Leonhardt's throat tightened.

He shifted his gaze to his shirt — damp and discolored near the collar, a faint acidic odor clinging to it.

His stomach turned.

Vomit.

"…Poison," he muttered, voice rasping.

His pulse spiked. He looked around again, panic rising, searching for any sign of movement — but the house was silent.

Only the whisper of rain and the distant creak of timber answered him.

He stumbled toward the small mirror on the bedside table.

A pale, frail teenager stared back — messy black hair plastered to his forehead, lips pale, eyes hollow.

Leonhardt's breath trembled. He took a step closer, gripping the edge of the table to steady himself.

"That's… not me."

The boy in the reflection looked barely sixteen — weak, drained, like someone who hadn't smiled in years.

And the empty poison bottle beside the bed told the rest of the story.

He swallowed hard.

"…So this boy took his own life."

A heavy silence filled the room.

Only the rain answered, tapping softly against the glass — steady, merciless.

Leonhardt sat on the edge of the bed, hands still shaking. His thoughts churned, trying to find logic in the impossible.

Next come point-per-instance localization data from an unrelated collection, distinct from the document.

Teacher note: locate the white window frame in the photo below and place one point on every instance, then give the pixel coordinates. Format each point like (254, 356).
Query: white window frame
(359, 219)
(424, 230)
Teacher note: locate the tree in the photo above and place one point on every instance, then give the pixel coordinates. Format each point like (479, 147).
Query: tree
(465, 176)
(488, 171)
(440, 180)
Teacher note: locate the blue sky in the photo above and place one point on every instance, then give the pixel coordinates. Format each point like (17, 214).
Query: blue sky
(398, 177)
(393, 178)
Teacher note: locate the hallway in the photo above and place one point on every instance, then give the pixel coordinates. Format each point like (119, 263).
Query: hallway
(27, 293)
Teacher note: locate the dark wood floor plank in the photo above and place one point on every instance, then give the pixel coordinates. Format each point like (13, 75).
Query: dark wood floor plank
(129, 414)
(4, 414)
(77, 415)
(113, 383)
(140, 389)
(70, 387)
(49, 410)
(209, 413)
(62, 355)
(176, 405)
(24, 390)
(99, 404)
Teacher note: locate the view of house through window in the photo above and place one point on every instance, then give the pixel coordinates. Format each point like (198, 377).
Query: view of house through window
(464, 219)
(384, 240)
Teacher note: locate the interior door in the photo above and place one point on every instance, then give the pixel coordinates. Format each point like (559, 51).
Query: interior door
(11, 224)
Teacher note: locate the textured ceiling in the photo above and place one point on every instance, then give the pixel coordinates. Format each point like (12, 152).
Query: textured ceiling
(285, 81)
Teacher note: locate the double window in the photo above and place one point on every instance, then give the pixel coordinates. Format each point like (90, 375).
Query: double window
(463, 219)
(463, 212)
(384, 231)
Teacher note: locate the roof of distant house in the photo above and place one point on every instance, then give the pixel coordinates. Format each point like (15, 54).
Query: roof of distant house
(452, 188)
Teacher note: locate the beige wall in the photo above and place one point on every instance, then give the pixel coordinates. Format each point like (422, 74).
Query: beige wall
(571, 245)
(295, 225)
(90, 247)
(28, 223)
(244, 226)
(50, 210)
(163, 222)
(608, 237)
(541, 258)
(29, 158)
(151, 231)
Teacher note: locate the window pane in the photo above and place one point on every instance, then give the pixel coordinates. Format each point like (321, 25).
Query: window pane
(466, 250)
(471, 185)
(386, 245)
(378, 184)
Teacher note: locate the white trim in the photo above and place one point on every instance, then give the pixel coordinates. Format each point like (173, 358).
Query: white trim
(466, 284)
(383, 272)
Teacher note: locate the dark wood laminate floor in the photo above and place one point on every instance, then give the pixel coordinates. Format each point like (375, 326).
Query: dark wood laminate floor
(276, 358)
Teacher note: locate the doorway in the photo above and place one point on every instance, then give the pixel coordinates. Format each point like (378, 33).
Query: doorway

He remembered the gunshot. The pain. The betrayal.

And now this.

Someone else's body.

Someone else's death.

He exhaled slowly, his voice barely above a whisper.

"…Someone died here," he said, staring at his frail hands.

"And now… I'm the one breathing in their place."

The candlelight flickered, shadows crawling across the walls like silent witnesses.

Leonhardt's lips curled into a bitter half-smile.

"Righteousness got me killed once," he muttered. "It did me no good."

He looked down at his trembling hands — fragile, but alive.

"This time…" His eyes hardened. "I'll live for myself. No ideals. No blind trust. Only what's beneficial."